Almost until the last days of the war, Ju-290a aircraft were used in the I / KG 200 special forces group, performing covert operations.


In addition to taking someone to Spain, during one of these operations, a Junkers Ju-290a, taking off from Vienna on November 27, 1944, landed five Arab paratrooper agents south of Mosul (Iraq).

The Junkers Ju-290a aircraft belonged to a rather rare subclass of long-range four-engined reconnaissance aircraft in the Luftwaffe. Despite their small number, and only 65 vehicles were produced, the Ju-290a played, together with the FW.200 "Condor", a very significant role in supporting the activities of submarines on ocean communications.

In the initial period of World War II, aircraft were a very significant help for German submarines, but the appearance of escort aircraft carriers in the escort convoys significantly reduced the effectiveness of these machines.

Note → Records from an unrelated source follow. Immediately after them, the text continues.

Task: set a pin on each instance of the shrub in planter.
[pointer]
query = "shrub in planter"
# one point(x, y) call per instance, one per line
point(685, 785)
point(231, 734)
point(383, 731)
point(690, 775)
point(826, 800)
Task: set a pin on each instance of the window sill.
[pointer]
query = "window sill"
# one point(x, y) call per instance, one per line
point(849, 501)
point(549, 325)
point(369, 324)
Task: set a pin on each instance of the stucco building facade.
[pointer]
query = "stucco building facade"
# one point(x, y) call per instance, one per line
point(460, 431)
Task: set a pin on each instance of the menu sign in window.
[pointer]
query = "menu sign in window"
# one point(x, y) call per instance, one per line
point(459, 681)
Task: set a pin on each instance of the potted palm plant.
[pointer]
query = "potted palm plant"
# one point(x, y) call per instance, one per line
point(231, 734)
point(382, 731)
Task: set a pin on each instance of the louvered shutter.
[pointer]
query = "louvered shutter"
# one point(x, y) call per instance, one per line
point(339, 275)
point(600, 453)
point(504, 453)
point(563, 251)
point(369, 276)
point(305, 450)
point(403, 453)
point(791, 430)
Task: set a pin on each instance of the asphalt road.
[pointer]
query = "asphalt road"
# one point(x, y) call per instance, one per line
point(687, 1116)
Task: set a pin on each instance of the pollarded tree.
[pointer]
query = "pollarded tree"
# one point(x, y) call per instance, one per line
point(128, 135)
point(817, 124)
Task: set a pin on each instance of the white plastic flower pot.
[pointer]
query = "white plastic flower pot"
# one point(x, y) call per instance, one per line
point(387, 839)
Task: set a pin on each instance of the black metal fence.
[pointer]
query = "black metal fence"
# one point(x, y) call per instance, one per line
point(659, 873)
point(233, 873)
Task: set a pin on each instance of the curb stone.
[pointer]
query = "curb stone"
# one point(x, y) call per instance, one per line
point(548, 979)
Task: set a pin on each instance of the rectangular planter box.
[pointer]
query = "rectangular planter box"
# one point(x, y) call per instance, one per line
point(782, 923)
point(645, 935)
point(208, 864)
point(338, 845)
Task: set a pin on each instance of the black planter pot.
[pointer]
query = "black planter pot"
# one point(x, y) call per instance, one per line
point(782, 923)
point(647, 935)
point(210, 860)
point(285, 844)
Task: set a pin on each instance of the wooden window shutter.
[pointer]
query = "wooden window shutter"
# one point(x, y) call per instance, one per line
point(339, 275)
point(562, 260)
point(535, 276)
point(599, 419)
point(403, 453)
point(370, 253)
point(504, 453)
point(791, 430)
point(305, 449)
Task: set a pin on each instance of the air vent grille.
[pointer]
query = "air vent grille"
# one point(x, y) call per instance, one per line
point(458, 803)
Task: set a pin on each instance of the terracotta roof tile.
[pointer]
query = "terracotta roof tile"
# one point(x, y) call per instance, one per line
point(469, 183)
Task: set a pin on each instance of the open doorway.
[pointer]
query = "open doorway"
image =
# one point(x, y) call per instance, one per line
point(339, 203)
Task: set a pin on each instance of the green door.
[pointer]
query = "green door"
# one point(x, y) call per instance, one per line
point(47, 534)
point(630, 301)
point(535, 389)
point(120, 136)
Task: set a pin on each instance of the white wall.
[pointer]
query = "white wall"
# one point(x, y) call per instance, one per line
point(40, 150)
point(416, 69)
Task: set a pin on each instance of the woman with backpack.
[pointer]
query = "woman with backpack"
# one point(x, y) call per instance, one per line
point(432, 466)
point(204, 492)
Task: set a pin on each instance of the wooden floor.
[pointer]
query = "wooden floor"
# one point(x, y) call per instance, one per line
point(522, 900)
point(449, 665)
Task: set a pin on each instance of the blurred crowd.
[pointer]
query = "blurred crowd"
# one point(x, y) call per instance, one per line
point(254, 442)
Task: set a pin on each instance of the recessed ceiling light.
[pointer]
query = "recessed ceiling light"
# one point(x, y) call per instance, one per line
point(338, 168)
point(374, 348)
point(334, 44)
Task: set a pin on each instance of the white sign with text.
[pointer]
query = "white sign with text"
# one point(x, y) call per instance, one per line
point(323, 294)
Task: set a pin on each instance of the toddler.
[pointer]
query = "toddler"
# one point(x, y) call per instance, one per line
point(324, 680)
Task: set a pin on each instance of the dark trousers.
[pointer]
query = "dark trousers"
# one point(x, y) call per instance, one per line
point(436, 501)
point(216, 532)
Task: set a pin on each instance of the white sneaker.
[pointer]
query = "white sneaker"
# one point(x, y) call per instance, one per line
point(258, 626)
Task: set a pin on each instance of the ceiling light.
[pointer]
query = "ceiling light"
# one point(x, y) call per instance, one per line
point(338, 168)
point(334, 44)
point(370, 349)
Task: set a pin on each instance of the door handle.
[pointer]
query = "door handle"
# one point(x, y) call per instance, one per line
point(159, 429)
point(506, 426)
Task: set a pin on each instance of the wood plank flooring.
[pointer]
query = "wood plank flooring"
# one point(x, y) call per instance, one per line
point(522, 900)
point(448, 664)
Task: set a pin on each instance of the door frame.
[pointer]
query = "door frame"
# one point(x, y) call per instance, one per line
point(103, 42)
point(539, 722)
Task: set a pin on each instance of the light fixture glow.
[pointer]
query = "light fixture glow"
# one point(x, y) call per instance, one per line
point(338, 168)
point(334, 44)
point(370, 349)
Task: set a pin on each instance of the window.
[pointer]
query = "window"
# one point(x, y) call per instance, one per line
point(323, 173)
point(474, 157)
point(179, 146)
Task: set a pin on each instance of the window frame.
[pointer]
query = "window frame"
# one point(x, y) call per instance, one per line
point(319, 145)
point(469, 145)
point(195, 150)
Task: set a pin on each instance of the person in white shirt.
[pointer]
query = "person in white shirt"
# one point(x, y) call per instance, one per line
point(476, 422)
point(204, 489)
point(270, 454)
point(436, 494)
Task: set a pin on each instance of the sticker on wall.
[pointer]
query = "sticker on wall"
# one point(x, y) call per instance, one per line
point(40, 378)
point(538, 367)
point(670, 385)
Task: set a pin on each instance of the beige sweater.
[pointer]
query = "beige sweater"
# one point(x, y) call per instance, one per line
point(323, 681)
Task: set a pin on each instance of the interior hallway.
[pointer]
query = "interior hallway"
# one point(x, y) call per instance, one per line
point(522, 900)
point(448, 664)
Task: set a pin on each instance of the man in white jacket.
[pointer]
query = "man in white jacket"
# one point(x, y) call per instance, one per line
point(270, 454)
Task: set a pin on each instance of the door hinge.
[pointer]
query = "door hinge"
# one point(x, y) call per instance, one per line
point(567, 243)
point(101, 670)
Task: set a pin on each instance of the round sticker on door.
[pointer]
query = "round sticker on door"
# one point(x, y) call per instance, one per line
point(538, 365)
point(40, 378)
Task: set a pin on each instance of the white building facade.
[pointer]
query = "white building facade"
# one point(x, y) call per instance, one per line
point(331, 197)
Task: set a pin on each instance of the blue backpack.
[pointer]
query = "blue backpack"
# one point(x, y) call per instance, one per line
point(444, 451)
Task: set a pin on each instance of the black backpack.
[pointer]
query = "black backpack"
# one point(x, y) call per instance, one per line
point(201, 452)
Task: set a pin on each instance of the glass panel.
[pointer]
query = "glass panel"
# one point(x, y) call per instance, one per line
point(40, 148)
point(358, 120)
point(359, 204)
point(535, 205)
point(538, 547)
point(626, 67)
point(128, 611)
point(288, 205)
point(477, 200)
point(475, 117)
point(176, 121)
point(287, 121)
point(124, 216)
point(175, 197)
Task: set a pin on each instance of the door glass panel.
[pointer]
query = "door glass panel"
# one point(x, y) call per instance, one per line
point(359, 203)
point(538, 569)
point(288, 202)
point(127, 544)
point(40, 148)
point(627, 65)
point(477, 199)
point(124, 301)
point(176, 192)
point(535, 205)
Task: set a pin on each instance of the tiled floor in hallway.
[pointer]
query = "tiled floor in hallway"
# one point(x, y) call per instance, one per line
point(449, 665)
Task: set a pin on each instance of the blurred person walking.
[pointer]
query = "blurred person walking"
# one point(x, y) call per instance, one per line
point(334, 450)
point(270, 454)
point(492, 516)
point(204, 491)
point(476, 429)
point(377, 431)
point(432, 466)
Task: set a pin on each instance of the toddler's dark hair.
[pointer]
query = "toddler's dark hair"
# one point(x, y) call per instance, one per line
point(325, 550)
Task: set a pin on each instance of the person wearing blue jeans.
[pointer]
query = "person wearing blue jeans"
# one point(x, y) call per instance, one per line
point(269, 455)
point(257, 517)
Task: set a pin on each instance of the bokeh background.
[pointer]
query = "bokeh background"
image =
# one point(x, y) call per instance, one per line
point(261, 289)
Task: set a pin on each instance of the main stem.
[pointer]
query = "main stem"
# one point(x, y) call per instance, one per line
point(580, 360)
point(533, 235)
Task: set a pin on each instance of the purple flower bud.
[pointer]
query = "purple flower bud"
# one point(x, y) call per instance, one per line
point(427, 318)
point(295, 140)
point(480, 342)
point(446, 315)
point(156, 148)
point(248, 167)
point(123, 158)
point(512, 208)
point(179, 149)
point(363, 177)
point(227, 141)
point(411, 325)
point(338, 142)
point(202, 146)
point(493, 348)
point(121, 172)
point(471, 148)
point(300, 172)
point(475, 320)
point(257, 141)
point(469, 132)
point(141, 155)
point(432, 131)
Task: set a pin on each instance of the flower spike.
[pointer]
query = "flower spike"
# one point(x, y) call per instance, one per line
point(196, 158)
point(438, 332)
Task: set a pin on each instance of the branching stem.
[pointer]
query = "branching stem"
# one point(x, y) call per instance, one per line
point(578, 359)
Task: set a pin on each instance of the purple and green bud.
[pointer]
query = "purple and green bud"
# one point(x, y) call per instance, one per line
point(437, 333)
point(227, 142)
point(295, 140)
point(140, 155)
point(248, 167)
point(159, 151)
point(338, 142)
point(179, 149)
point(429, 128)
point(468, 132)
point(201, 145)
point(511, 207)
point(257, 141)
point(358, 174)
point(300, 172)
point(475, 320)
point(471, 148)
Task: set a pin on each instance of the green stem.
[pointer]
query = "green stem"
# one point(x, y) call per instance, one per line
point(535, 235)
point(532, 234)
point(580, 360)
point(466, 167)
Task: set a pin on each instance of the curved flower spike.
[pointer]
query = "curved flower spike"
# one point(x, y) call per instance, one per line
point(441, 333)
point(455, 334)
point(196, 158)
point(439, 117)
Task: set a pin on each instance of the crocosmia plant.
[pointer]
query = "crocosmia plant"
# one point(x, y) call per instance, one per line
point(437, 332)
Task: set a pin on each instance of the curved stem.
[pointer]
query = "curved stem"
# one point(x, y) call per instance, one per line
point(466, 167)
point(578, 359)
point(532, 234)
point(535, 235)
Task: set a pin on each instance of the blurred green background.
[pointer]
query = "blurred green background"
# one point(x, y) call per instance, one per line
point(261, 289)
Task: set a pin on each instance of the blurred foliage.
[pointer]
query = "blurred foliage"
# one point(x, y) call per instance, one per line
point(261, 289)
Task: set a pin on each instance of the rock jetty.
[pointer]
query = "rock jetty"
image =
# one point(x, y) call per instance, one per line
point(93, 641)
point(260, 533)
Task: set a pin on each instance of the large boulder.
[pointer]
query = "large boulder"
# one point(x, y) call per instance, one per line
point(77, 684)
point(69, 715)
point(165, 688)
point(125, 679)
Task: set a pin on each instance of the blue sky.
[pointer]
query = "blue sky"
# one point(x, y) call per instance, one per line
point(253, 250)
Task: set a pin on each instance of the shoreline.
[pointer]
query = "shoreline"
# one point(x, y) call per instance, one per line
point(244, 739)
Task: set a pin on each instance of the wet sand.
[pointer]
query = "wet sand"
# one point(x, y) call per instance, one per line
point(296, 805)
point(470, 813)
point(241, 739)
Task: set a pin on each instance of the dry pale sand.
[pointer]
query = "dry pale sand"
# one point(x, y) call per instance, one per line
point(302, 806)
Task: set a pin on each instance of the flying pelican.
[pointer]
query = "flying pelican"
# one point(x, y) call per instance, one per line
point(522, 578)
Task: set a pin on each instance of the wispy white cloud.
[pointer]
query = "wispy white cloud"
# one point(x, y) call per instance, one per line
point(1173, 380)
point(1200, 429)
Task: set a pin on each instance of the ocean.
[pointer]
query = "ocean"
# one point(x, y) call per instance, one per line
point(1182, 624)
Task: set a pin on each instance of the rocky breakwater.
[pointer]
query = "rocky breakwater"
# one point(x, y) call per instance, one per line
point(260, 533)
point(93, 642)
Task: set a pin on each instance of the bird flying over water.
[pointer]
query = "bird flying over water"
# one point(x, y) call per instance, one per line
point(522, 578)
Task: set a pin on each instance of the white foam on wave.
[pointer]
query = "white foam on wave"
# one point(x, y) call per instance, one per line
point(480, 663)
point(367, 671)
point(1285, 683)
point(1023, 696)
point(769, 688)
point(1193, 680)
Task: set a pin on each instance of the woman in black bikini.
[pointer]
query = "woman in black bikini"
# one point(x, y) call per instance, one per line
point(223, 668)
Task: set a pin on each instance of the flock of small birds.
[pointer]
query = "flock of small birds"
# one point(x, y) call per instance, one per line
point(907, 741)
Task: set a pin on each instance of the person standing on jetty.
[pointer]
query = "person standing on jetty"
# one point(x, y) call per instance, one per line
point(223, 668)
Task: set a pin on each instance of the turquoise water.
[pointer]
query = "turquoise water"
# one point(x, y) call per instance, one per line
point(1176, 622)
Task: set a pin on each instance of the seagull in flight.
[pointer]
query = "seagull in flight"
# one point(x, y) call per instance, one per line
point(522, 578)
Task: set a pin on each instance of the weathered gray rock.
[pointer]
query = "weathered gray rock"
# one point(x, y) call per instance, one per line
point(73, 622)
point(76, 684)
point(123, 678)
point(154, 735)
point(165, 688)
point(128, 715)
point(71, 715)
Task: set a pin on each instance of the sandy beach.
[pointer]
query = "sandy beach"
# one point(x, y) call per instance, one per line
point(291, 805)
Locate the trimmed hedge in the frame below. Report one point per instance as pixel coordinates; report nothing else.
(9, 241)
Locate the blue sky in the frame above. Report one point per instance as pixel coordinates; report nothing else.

On the whole, the aircraft was very good both in terms of flight characteristics and in terms of weapons and capabilities. And one can only express satisfaction with the fact that the Nazis simply could not create a sufficient number of such machines.


LTH Ju.290a-7:

Wingspan, m: 42, 00.

Length, m: 29, 10.

Height, m: 6, 80.

Wing area, m2: 203, 70.

Weight, kg:

- normal takeoff: 45,000;

- maximum takeoff: 46,000.

Engine: 4 x VMW-801D x 1700.

Maximum speed, km / h: 435.

Cruising speed, km / h: 350.

Practical range, km: 6 050.

Rate of climb, m / min: 180.

Practical ceiling, m: 6,000.

Crew, pers.: 9.


- two guns MG-151/20 - one each in the two upper towers with hydraulic drive;

- two guns MG-151/20 in side mounts;

- one MG-151/20 cannon in the bow of the lower gondola;

- one MG-151/20 cannon in the tail mount;

- one MG-151/20 cannon in the bow installation;

- one 13 mm MG-131 machine gun in the tail section of the nacelle.

Up to 3000 kg of bombs or 3 rockets Hs.293, or Hs.294, or FX-1400 "Fritz-X".